Como dita a regra, foi um ruidoso deslocamento assim como foi a refeição que se seguiu. A grande sala de jantar, com as altas janelas, abrigava-os a todos com muito conforto, a longa mesa de cerejeira generosa o bastante para acomodar as necessárias cadeiras altas.
A escolha de espaguete com molho de tomate, alho e ervas, travessas de antepasto e pão crocante, foi, pensou Hermione, inspirada. Havia o bastante para um exército, e as tropas escavaram com vontade.
Ela não estava habituada a refeições em família, leite derramado, conversas dispersas, discussões, nem à confusão geral e amistosa de tudo aquilo. Isso a levou a sentir-se mais uma vez como observadora, mas não tão infeliz. Uma nova experiência, pensou, a ser curtida, e também avaliada.

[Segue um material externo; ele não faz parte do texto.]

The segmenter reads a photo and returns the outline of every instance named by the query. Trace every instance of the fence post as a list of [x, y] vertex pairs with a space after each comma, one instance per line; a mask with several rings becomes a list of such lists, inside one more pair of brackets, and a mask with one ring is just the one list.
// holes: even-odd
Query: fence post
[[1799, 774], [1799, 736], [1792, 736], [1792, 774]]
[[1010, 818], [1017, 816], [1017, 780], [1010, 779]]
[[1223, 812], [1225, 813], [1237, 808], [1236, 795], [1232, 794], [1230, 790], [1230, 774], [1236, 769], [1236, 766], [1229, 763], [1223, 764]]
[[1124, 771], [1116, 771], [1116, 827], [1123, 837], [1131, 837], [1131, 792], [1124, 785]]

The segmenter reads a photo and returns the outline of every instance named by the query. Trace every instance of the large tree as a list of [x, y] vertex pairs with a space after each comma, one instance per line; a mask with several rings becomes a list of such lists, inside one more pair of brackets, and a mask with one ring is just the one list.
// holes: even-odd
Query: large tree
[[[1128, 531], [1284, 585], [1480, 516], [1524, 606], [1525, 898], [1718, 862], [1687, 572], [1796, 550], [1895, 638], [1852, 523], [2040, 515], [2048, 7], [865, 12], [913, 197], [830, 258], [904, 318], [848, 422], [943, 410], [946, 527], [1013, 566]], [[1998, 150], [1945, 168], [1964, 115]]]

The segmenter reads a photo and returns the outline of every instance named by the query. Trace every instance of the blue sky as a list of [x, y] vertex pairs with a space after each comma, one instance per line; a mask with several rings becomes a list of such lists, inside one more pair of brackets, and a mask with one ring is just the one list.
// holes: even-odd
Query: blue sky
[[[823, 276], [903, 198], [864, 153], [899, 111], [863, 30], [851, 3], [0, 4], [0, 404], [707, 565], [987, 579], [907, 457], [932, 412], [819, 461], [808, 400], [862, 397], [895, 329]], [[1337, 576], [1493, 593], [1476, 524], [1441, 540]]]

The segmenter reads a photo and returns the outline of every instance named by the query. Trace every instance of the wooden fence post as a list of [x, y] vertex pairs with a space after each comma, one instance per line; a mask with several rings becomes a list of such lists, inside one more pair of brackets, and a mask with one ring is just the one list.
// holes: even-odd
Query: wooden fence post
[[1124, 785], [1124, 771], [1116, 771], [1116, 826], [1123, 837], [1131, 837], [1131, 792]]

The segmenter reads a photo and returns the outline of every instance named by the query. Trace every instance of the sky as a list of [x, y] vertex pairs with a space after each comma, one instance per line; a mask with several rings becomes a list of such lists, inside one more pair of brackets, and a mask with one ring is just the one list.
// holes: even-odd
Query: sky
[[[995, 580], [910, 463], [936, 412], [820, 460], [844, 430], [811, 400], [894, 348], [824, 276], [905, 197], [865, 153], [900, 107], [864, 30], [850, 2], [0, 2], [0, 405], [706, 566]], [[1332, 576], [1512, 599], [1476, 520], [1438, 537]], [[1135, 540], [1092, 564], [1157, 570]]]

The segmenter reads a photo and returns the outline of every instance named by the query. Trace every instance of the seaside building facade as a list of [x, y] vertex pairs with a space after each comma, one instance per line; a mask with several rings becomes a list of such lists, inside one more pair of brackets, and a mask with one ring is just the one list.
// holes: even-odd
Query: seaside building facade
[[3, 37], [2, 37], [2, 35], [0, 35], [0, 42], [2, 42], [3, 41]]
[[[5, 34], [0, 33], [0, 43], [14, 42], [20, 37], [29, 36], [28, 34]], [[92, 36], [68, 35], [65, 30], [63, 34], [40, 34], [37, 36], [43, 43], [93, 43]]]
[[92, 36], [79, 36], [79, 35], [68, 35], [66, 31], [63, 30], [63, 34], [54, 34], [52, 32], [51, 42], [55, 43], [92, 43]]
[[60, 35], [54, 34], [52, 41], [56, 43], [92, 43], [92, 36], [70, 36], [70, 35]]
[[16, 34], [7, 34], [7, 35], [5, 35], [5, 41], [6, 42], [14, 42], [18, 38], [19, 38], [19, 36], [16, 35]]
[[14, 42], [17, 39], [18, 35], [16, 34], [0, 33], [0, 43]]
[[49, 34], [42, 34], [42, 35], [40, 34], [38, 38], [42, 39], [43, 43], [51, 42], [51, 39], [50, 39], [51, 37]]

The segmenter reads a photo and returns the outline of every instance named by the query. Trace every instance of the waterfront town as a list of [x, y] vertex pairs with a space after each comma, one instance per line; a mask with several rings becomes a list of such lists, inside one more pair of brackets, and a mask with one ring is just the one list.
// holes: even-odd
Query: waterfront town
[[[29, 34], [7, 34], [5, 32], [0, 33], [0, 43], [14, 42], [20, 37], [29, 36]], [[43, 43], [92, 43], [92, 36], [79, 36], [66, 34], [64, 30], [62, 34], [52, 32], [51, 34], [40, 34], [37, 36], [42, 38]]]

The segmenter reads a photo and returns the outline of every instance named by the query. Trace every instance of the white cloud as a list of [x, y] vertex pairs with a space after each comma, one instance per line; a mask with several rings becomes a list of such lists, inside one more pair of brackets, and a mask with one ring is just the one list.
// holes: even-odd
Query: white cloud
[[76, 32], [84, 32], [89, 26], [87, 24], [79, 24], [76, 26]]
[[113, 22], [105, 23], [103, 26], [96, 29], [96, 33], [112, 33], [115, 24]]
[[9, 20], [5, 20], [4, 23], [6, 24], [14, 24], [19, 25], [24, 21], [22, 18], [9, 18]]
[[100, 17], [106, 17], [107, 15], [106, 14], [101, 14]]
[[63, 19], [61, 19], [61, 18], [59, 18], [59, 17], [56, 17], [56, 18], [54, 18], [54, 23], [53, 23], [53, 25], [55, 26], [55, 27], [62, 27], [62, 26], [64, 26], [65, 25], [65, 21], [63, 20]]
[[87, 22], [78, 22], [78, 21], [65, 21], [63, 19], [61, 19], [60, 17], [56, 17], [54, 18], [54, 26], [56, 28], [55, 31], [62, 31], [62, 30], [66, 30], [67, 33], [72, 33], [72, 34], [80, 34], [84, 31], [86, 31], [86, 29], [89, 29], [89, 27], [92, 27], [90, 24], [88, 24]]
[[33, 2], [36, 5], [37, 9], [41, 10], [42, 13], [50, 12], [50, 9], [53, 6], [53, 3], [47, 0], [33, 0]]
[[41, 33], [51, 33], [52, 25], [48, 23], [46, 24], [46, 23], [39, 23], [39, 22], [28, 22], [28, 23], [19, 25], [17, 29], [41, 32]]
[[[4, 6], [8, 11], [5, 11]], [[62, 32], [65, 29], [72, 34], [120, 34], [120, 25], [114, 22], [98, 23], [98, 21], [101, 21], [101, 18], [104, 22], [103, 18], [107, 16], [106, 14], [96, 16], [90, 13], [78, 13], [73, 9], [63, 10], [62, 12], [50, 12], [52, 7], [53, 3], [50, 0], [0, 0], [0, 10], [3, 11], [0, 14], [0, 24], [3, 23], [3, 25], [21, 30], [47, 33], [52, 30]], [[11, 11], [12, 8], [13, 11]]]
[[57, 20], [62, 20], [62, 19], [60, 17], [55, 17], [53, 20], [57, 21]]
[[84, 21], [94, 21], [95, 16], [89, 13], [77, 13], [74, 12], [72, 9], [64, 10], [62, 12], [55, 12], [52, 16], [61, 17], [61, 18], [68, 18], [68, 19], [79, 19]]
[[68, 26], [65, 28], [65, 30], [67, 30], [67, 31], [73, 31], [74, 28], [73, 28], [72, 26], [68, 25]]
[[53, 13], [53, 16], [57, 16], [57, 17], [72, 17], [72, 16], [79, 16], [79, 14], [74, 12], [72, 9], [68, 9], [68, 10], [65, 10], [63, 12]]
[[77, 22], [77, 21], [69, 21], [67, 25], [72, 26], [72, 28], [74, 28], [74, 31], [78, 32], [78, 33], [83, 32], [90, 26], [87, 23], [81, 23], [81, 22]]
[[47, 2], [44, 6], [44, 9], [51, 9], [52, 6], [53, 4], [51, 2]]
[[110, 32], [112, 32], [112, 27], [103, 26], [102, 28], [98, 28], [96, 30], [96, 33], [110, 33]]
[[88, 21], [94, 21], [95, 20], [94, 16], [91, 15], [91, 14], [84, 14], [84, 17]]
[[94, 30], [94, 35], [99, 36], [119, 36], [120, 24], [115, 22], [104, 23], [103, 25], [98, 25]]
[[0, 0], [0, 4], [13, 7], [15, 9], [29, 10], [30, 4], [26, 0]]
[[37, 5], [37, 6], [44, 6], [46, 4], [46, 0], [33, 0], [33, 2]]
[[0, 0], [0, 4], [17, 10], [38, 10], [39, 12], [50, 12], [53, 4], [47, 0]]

Achou estranhamente estimulante que, embora nem todos falassem sobre as mesmas coisas, em geral falavam ao mesmo tempo. Os dois pequenos em idade de andar manchavam com molho a si mesmo e suas bandejas. Mais de uma vez, durante a refeição ela sentiu o roçar quente de pêlo nas pernas, quando o cachorro procurava, esperançoso, migalhas ou macarrões caídos. Não conseguia acompanhar direito as conversas, que guinavam do beisebol à colheita de fins do verão, do início da dentição às fofocas da cidade, com vários temas desconectados no meio.
Estava deslumbrada.
Suas lembranças de jantares em família eram de atividades calmas, estruturadas. Introduzia-se e discutia-se um tópico de conversa tranqüilamente e a fundo durante uma refeição, e a refeição durava uma hora exata. Como uma aula, pensava agora Hermione. Uma vida bem organizada, bem preparada e bem ordenada, ao cabo da qual ela era dispensada com firmeza para ocupar-se de outros estudos.
À medida que a despreocupada confusão girava em volta, ela ia se sentindo miseravelmente infeliz com a lembrança.
- Tome.
- Como?
Distraída, ela girou a cabeça e encontrou um garfo cheio de massa nos lábios.
Automaticamente abriu a boca e aceitou-a.
- Essa foi fácil.
Harry enrolou outra garfada e estendeu-a.
- Tente mais uma vez.
- Sei comer sozinha, obrigada.
Lutando com o constrangimento, ela enconchou o espaguete.
- Mas não comia. - ele observou. - Estava ocupada demais olhando em volta, como se tivesse acabado de pousar em um planeta alienígena. - Pegou a garrafa de vinho e completou a taça dela antes que ela pudesse detê-lo. Ela nunca tomava mais que duas taças em uma noite. - É isso que parecem os Potter, do ponto de vista científico?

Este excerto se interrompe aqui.